Unfortunately, much like the first Tron, the story line left much to be desired. The 3D aspect was fun, disorienting, and claustrophobic in the best possible way. However, there weren't nearly enough 3D scenes. In addition to video game nostalgia, there was also something in it for anybody who attended a rave in the 90s. The film extolled an unnamed Zen like form of meditation and states of altered consciousness. The older 'good' Jeffery Bridges character seemed to be modeled after Timothy Leary. I didn't expect this aspect of techno obsessed culture to be addressed. But I was pleased that it tapped into nostalgia that I didn't even know I had.  Do I really miss extra wide pants, large plastic beads, and having ten male friends who all aspire to be DJs? Young men who buy techno music on vinyl; are ultra skinny; who make a living building websites; who transform their closet into a meditation room; and who talk about their plans to go to Goa, India to party and to follow the path of enlightenment. The dudes I knew had a Third Way reading group and in their own way were questioning normative masculinity. Well, now that I get to thinking about it, I do miss the arrogant, naive, and party obsessed crew a little bit.

If I see those dudes from my raving days again, I hope they are wearing this outfit.
In truth, when I first came out of the theater, I was going crazy for Tron Legacy. Where the script lagged, the visual style and pace kept propelling the film forward. Where the visual style got repetitive, the Zen of knowing that 'the only constant is change' keep me calm. Where the tropes of nostalgia got nauseating, the beauty of the sexually ambiguous Olivia Wilde keep me in my seat. Speaking of which, let's turn to gender in the film. 

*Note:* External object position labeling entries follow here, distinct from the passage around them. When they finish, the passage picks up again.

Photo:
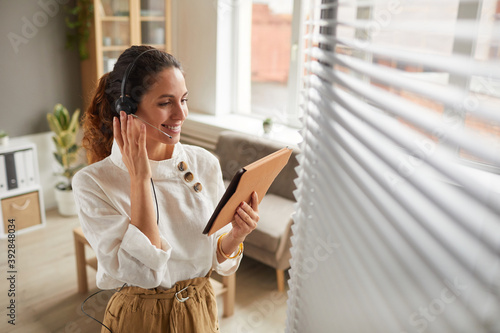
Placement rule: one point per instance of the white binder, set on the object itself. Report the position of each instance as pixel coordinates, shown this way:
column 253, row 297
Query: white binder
column 30, row 167
column 20, row 169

1. Child who lost his father. Excellent for my generation, as we are the first group where divorce among our parents was wide spread. Although his inability to let go of his anger at having an absent father might have resonated more ten years ago. In our thirties now, most of us have moved on from obsessing about parents neglect.
2. Rumours about Olivia Wilde's sexuality are all over the place. She has played a lesbian or a bisexual in the TV shows the OC and House. The fact that she has been married to a man for five years does not seem to deter anyone from noticing how into it she seems to be in her onscreen lesbian scenes. A jet black bob really looks great on her. 
Olivia Wilde looking like she's ready to cuddle
3. The character Michael Sheen plays is queer in some way. Even though he's a 'bad guy' in the end, at least his overly theatrical bleach blond cane dance is pleasing. 
4. The bleach blond automaton woman is disturbing. She also turns out to be evil. But not before four almost identical--though racially diverse--women practically seduce the protagonist in an oddly sexist scene where they remove his clothes then dress him in the gear of the game world.


  1. I like the paragraph where you discuss the ten male friends who want to be DJs and their orientalist obsessions. I want to hear you take the piss out of them even more!

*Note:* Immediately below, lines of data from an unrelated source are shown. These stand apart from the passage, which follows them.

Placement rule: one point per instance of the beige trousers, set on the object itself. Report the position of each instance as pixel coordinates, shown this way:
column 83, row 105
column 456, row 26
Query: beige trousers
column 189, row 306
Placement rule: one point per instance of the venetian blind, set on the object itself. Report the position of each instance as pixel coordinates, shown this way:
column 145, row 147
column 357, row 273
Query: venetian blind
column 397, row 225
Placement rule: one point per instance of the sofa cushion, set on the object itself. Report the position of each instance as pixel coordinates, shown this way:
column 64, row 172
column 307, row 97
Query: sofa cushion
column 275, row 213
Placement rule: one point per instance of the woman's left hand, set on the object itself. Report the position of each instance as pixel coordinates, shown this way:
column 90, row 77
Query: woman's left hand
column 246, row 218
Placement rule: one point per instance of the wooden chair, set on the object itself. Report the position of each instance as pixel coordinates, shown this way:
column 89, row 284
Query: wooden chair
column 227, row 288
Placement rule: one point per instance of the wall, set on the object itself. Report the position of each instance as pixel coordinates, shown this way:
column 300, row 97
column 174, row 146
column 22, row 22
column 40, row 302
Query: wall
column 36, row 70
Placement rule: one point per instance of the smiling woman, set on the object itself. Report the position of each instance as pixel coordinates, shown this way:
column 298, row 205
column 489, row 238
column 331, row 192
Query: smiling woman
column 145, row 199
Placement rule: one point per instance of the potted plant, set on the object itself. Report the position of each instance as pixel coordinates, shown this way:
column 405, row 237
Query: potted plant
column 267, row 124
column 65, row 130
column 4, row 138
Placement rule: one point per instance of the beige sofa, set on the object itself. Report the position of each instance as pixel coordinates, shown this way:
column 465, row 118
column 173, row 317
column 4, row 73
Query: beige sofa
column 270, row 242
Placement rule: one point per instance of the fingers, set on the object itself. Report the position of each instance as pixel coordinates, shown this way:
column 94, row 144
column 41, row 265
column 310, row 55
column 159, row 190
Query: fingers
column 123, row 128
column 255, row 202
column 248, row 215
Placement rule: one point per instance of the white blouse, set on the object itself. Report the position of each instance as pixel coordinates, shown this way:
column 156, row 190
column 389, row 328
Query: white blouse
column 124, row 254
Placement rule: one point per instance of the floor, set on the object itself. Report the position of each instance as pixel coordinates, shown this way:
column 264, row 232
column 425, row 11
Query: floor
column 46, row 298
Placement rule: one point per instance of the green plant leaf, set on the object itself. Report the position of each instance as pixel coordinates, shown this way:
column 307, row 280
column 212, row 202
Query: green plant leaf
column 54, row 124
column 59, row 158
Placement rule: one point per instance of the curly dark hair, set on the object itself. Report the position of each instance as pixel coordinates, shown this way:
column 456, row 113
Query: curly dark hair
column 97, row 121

    It's also interesting how you mention the theme about the angry kid with absent father ... The deadbeat dad theme is becoming universal - and I'd love to read something on that, especially with your comment about how the theme of children obsessing over their deadbeat patriarchs is kind of passe. Could the obsession with missing dads that was once so common be some sort of longing for the nuclear family than, maybe, realizing that dads were not entirely entirely necessary now that the family is being redefined? Who knows....

  2. Oh, your insight about the redefined family being the source that is easing the pain of absent father's is so interesting. I hadn't thought of it that way. Rather, I was thinking more linearly of the particular generation that Tron Legacy is aimed at. Those who saw the first Tron when it originally came out--those of us would just be too old (hopefully) to keep dwelling on our parents. Many of us are now parents and need to focus on how that is going to work. But you are so right. The expanded and blended ideas of family outside the borders of 1 mother + 1 father = everything you every wanted, is going to changed which stories have cultural resonance.